Ruas e avenidas amanheceram cobertas de lama, entulho, pedras, galhos e outros detritos. Árvores e postes de energia caíram, buracos surgiram em diversos bairros e a ciclovia da Avenida Mato Grosso, ainda não inaugurada, foi danificada. A chuva também invadiu casas, comércios e outros estabelecimentos. A pane em semáforos causou caos no trânsito, enquanto crateras se formaram no asfalto e em estradas de terra, especialmente na região da Chácara dos Poderes. Carros ficaram ilhados e houve queda de energia em residências e escolas, o que levou à suspensão das aulas.
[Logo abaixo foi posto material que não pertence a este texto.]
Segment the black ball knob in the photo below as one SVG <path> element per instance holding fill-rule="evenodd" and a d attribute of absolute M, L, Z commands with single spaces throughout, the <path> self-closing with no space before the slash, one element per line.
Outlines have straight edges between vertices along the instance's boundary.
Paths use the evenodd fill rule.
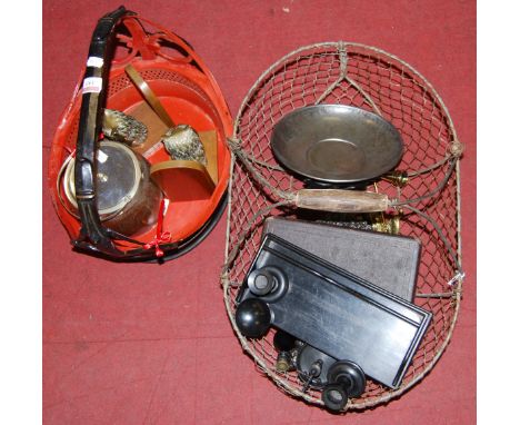
<path fill-rule="evenodd" d="M 278 352 L 290 352 L 296 347 L 296 338 L 281 329 L 277 330 L 272 343 Z"/>
<path fill-rule="evenodd" d="M 321 399 L 329 411 L 340 412 L 347 406 L 349 394 L 341 384 L 327 384 L 321 393 Z"/>
<path fill-rule="evenodd" d="M 271 310 L 266 302 L 248 298 L 239 304 L 234 319 L 240 333 L 248 338 L 260 338 L 271 326 Z"/>

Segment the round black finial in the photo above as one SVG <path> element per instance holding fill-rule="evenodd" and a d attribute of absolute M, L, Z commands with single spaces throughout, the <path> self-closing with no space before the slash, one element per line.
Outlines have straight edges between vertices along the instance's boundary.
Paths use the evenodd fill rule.
<path fill-rule="evenodd" d="M 296 347 L 296 338 L 287 332 L 278 329 L 272 344 L 278 352 L 290 352 Z"/>
<path fill-rule="evenodd" d="M 271 326 L 271 310 L 266 302 L 248 298 L 239 304 L 234 319 L 240 333 L 249 338 L 259 338 Z"/>

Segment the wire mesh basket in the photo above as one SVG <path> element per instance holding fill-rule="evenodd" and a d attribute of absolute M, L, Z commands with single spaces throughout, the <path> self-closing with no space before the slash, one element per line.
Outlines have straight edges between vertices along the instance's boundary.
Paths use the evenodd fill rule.
<path fill-rule="evenodd" d="M 459 159 L 462 145 L 433 87 L 410 65 L 380 49 L 348 42 L 300 48 L 266 70 L 243 100 L 229 140 L 233 152 L 229 186 L 227 257 L 221 281 L 226 307 L 243 349 L 258 368 L 292 396 L 322 405 L 319 392 L 302 392 L 296 372 L 276 369 L 271 329 L 261 339 L 244 338 L 234 322 L 237 296 L 261 241 L 268 217 L 300 217 L 303 181 L 280 167 L 272 154 L 273 126 L 288 112 L 311 105 L 340 103 L 378 113 L 400 132 L 404 152 L 399 172 L 369 187 L 388 195 L 390 208 L 377 215 L 379 227 L 413 237 L 422 245 L 413 303 L 432 313 L 402 385 L 389 389 L 367 382 L 364 394 L 346 409 L 362 409 L 396 398 L 430 372 L 447 347 L 459 312 Z M 317 215 L 320 217 L 320 215 Z M 349 221 L 350 215 L 336 214 Z M 392 226 L 398 221 L 399 226 Z M 382 223 L 382 225 L 381 225 Z"/>

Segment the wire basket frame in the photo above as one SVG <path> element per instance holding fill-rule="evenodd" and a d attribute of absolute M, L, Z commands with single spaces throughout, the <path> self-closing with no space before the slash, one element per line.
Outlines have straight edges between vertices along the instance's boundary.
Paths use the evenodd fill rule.
<path fill-rule="evenodd" d="M 463 149 L 433 87 L 410 65 L 373 47 L 326 42 L 300 48 L 266 70 L 246 96 L 229 140 L 233 158 L 221 276 L 226 307 L 243 349 L 258 368 L 287 393 L 313 404 L 323 404 L 319 392 L 302 393 L 297 373 L 277 372 L 273 330 L 261 339 L 244 338 L 238 332 L 234 310 L 239 288 L 260 246 L 264 219 L 299 214 L 293 199 L 303 182 L 273 158 L 272 128 L 286 113 L 319 103 L 376 112 L 401 134 L 404 154 L 398 168 L 407 172 L 408 181 L 380 180 L 373 190 L 391 199 L 392 210 L 400 217 L 400 235 L 421 243 L 413 303 L 433 315 L 401 386 L 391 391 L 368 379 L 364 394 L 349 399 L 346 407 L 361 409 L 396 398 L 417 384 L 450 340 L 463 279 L 459 214 Z"/>

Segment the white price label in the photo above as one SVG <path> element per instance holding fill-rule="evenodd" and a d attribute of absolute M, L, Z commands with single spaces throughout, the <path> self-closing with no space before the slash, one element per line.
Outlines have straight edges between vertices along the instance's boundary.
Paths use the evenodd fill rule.
<path fill-rule="evenodd" d="M 87 67 L 101 68 L 103 66 L 103 58 L 91 56 L 87 59 Z"/>

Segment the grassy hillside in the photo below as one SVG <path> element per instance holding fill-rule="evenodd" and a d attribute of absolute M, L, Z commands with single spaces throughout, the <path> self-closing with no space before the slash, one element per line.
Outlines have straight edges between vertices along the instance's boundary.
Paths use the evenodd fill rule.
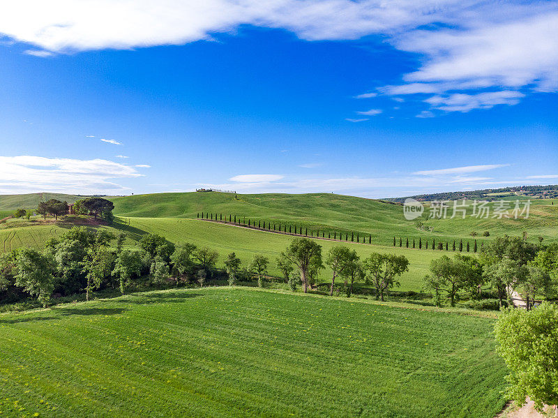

Avenidas como Rachid Neder, Euler de Azevedo, Ernesto Geisel, Julio de Castilho, Gunter Hans e Guaicurus foram particularmente afetadas, com grande acúmulo de sujeira devido à força da enxurrada. Na rotatória da Rachid Neder, um dos pontos críticos em dias de chuva, o asfalto amanheceu rachado e em pedaços, com a via interditada e o trânsito desviado para ruas laterais. Equipes da Solurb, compostas por 15 funcionários e dois tratores, trabalham para desobstruir as vias, removendo lama, lixo e outros materiais.
A prefeita Adriane Lopes atribuiu os estragos à falta de aprovação de projetos de drenagem e contenção pelo Governo Federal. Segundo ela, a execução dessas obras seria fundamental para mitigar os impactos das chuvas na cidade, especialmente na região da Rachid Neder.
Além de Campo Grande, outras regiões de Mato Grosso do Sul também foram afetadas por tempestades. Os maiores acumulados de chuva nas últimas 24 horas foram registrados em São Gabriel do Oeste (65 mm), Corguinho (54 mm) e Bela Vista (53,4 mm). O tempo instável, com chuvas, raios, trovoadas e ventos, deve persistir até sexta-feira.